In this regard, it is worth noting that in addition to Ghana’s enviable democratic and hospitality accolades, Ghana is the second-largest producer of cocoa beans – the raw material for the 30-billion dollar global chocolate and confectionery industry.

Ironically, the 30-million population nation has only a handful large-scale cocoa processing companies.

The smaller scale craft or batch chocolate industry is still in its virgin state, perhaps opening a wide opportunity to be harnessed by African diaspora investors.

Dr Harnet of the African Business Jumpstart sheds more light in this video.

Video Copyright: Dr Harnet

Incidentally, the Ghana Cocobod, the cocoa industry regulator is championing an agenda to increase local consumption of cocoa products, which currently stands at 0.54kg per capita as against 8kg per capita in other cocoa consuming countries.
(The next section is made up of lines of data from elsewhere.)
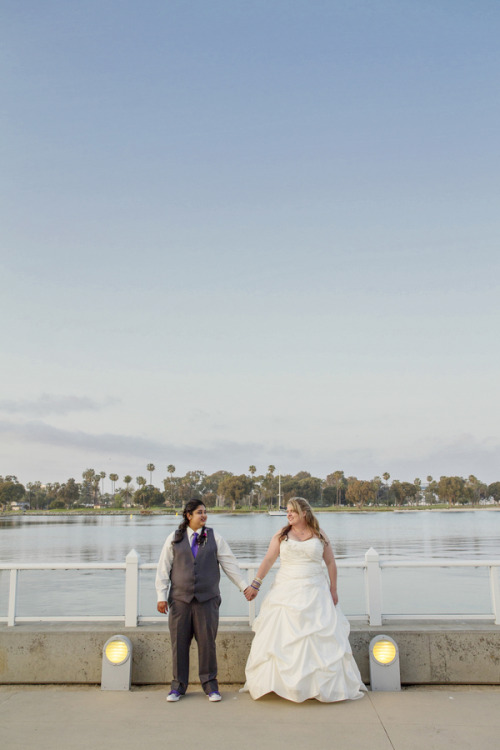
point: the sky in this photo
(238, 233)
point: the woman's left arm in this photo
(331, 566)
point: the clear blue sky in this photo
(258, 232)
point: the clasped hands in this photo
(250, 593)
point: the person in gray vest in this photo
(187, 585)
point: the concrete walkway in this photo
(85, 718)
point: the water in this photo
(417, 535)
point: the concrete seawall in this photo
(430, 653)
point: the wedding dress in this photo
(301, 646)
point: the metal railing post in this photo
(132, 589)
(373, 587)
(11, 614)
(251, 605)
(495, 592)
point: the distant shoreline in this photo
(246, 511)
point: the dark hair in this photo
(190, 508)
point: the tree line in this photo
(223, 489)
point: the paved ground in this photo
(85, 718)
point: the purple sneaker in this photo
(174, 696)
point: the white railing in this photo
(372, 566)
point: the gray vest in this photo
(194, 578)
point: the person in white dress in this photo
(301, 647)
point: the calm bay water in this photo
(406, 535)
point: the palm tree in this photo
(150, 468)
(113, 478)
(171, 470)
(127, 479)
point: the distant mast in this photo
(278, 512)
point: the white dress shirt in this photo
(225, 557)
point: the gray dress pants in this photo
(201, 620)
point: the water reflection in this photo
(435, 534)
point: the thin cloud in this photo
(47, 404)
(220, 453)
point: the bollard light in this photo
(116, 663)
(384, 664)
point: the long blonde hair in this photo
(300, 505)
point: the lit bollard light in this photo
(116, 663)
(385, 672)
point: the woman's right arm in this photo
(267, 563)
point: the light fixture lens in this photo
(117, 652)
(384, 652)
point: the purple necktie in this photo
(194, 546)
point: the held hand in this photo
(250, 593)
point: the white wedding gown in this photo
(301, 646)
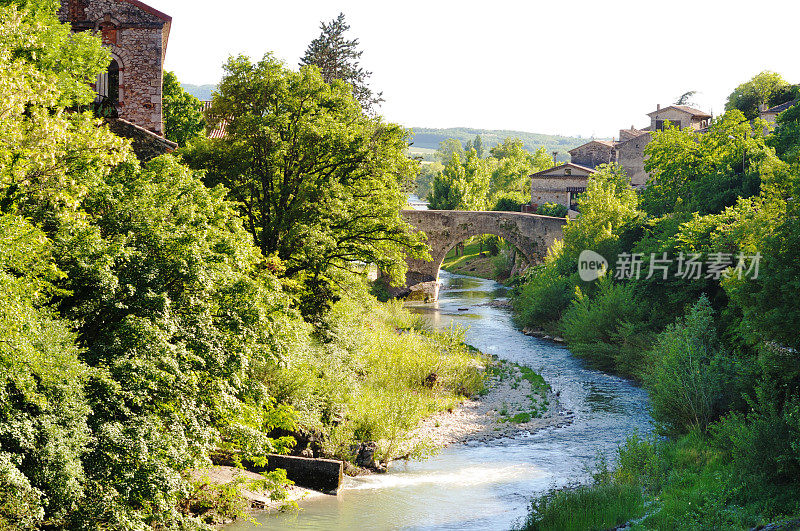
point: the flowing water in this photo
(486, 485)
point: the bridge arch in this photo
(531, 234)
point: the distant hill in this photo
(427, 138)
(201, 92)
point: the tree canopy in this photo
(764, 88)
(183, 113)
(339, 58)
(317, 179)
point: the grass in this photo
(597, 507)
(377, 374)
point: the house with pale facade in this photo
(562, 184)
(129, 92)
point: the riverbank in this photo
(515, 400)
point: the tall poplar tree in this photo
(338, 58)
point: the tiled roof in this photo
(146, 144)
(565, 165)
(685, 108)
(608, 143)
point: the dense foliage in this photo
(317, 179)
(338, 58)
(183, 113)
(766, 88)
(716, 348)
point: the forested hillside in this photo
(429, 138)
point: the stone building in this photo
(136, 34)
(563, 183)
(681, 115)
(594, 153)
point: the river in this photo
(487, 485)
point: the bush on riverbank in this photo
(378, 374)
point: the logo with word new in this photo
(591, 265)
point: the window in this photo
(662, 124)
(107, 85)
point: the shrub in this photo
(763, 446)
(609, 328)
(503, 264)
(603, 506)
(690, 377)
(543, 296)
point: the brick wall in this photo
(136, 39)
(631, 158)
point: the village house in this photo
(770, 114)
(130, 91)
(562, 184)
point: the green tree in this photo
(183, 113)
(43, 412)
(705, 173)
(690, 377)
(461, 186)
(338, 58)
(48, 156)
(515, 165)
(685, 98)
(317, 179)
(449, 147)
(764, 88)
(786, 137)
(178, 314)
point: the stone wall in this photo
(551, 186)
(593, 154)
(136, 35)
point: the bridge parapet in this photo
(531, 234)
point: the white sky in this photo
(571, 67)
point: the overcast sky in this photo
(571, 67)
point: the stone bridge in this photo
(531, 234)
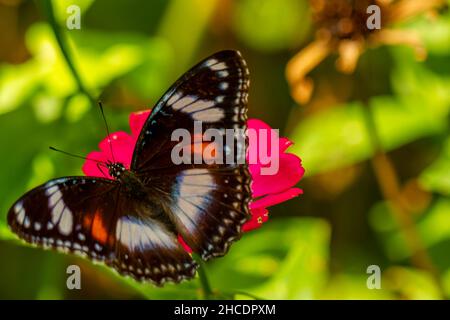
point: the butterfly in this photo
(131, 222)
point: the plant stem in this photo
(388, 181)
(63, 45)
(203, 277)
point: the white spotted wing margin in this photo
(91, 217)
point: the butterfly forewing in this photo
(135, 229)
(93, 218)
(207, 202)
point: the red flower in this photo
(267, 190)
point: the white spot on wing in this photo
(198, 106)
(66, 222)
(183, 102)
(219, 66)
(209, 115)
(174, 98)
(210, 62)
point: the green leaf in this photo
(437, 176)
(285, 259)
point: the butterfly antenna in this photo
(107, 129)
(75, 155)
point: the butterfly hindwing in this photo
(207, 202)
(92, 217)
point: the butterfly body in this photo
(131, 219)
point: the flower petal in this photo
(259, 216)
(289, 173)
(274, 199)
(122, 147)
(137, 121)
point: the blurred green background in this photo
(317, 246)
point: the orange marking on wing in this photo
(199, 147)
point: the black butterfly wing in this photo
(93, 217)
(208, 203)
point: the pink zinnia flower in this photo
(267, 190)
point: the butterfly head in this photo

The goal ties in with the plan to have 50percent of Ghana’s cocoa beans processed locally to serve the local consumer market and for export while creating sustainable jobs for the teeming unemployed youth.

Moments chocolate, Cocoa Post, ghana
Bean to Bar chocolate by Moments one of the few craft chocolatiers in Ghana

And for this reason, Ghana Cocobod offers so much technical support to would-be investors in the country’s nascent chocolate and confectionery industry, while the Ghana Investment Promotion Centre is at your service with business advisory services.